For a long time, the law and the public consciousness had failed to recognise that submission is not consent. While that has changed in recent years, there does seem to remain a demand for evidence of resistance to prove the absence of consent. Now we have a precedent allowing for expert evidence to be led in a criminal trial that a reaction absent of resistance is common. Now, based in the legitimacy afforded to scientific or expert opinion, we have "proof" that a freeze reaction does not necessarily indicate consent.
How disappointing that the voice of victims has not been heard before this: that victims are not permitted to be experts on their own reaction, or that their account is not sufficient proof of their state of mind. It is disappointing that an awareness of this as a "legitimate" reaction has not been a part of the public consciousness to a greater degree.
As the majority of sexual assault trials involve female victims, this is symptomatic of the silencing of the female experience. The female voice, politically and in the public sphere, still often falls on deaf ears. The criminal court room is an institution which has long been guilty of excluding the female experience from its understanding of human behaviour. The "ordinary person" recognised by the law is often, in fact, an ordinary man. Yet the public consciousness plays a significant role also, as all sex crime trials in the ACT must be heard by a jury. If a woman’s experience does not accord with the general public consensus (in turn informed by a predominantly male perspective) it has often been dismissed or discounted.

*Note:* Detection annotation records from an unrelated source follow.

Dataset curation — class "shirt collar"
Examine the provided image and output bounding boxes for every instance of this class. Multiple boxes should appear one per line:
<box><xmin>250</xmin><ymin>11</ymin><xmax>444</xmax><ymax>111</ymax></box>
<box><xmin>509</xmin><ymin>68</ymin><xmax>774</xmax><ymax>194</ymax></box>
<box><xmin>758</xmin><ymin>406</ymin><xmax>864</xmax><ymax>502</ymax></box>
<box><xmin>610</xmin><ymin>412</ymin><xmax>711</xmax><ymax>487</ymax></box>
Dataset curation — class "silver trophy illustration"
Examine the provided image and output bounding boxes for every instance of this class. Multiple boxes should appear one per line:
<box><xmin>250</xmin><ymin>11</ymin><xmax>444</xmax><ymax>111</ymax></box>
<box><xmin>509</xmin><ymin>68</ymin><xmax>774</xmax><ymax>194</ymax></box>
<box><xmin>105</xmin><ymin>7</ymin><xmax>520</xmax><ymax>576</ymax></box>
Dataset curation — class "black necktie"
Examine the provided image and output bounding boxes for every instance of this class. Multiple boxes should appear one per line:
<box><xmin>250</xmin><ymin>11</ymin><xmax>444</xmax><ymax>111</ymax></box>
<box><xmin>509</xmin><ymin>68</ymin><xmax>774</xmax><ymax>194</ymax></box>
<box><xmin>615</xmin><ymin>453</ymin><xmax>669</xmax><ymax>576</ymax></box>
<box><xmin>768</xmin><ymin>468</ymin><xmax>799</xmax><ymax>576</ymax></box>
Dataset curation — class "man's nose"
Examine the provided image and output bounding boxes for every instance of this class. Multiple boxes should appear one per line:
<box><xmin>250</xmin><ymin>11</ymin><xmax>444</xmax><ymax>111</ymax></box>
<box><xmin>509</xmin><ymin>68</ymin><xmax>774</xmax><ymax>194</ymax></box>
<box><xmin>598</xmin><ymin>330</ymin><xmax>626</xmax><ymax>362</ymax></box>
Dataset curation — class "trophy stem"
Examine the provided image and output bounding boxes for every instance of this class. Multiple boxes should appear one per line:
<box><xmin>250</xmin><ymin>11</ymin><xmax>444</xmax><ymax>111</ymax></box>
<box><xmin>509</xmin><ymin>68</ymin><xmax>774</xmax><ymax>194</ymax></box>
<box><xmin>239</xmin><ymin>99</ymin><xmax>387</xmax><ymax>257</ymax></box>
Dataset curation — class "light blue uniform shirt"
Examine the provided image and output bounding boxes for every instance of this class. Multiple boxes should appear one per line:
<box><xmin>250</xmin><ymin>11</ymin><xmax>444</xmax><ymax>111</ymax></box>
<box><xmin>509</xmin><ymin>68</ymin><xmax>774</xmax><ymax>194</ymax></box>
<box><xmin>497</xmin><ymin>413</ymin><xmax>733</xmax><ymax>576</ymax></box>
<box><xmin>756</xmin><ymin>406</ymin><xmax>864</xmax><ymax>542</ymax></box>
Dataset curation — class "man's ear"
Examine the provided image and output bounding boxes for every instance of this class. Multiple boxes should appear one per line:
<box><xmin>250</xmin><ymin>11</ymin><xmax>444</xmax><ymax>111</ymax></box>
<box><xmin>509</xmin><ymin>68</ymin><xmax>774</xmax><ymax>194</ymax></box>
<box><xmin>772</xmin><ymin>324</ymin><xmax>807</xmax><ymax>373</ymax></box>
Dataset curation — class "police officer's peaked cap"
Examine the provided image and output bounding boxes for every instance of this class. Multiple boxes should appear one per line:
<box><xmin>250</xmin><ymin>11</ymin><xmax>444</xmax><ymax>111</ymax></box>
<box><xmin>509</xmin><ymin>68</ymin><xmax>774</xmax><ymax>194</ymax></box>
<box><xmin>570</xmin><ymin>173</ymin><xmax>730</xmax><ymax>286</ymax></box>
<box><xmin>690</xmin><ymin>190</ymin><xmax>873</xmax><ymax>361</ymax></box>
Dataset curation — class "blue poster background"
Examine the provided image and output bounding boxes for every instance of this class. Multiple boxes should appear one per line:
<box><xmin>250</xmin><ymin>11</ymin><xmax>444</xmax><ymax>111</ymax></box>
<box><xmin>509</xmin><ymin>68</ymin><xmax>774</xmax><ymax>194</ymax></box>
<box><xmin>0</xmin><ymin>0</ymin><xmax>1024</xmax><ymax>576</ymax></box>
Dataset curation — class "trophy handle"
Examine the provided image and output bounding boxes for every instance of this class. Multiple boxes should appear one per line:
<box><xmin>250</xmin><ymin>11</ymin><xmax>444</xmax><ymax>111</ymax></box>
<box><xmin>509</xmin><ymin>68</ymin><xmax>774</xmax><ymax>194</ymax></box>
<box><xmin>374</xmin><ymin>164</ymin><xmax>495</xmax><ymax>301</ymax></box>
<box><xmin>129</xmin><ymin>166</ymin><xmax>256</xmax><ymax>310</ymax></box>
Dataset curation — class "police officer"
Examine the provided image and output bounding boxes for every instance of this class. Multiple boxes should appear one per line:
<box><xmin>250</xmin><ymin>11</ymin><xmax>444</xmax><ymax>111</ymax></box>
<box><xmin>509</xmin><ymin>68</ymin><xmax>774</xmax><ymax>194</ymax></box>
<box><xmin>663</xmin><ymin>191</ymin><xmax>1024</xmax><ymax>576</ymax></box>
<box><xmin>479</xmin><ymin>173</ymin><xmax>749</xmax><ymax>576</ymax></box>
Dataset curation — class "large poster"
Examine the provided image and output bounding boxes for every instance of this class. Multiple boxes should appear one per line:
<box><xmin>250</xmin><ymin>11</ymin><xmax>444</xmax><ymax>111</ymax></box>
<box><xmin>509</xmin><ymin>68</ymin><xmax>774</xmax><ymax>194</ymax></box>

The recent Skype case in the ACT and the Steubenville rape case in America are but two examples of this. Both involved a group of young men who engaged in an enterprise to humiliate and degrade a young woman. In the first, the woman was unaware that the consensual sex she was engaging in was being broadcast via Skype to a group of her male counterparts in the Australian Defence Force Academy. In the latter, a young woman was sexually assaulted and images of that assault were disseminated via social media. Both are instances where the aftermath saw the condemnation of the woman and the lament for the lost futures of the offenders. The women’s experiences in both cases were vehemently repugned by the public and the institutions around them.
While the law and the public consciousness have come a long way in accommodating the female experience, I live in hope that one day the voice of a woman who reports her experience will be afforded validity without requiring the support of an "expert" opinion. Yet herein lies the rub: given the legitimacy we as the public place on forensic expertise, this may indeed be a good way to get there.
Katrina Marson is a lawyer in the ACT. The views expressed here are those of the author alone.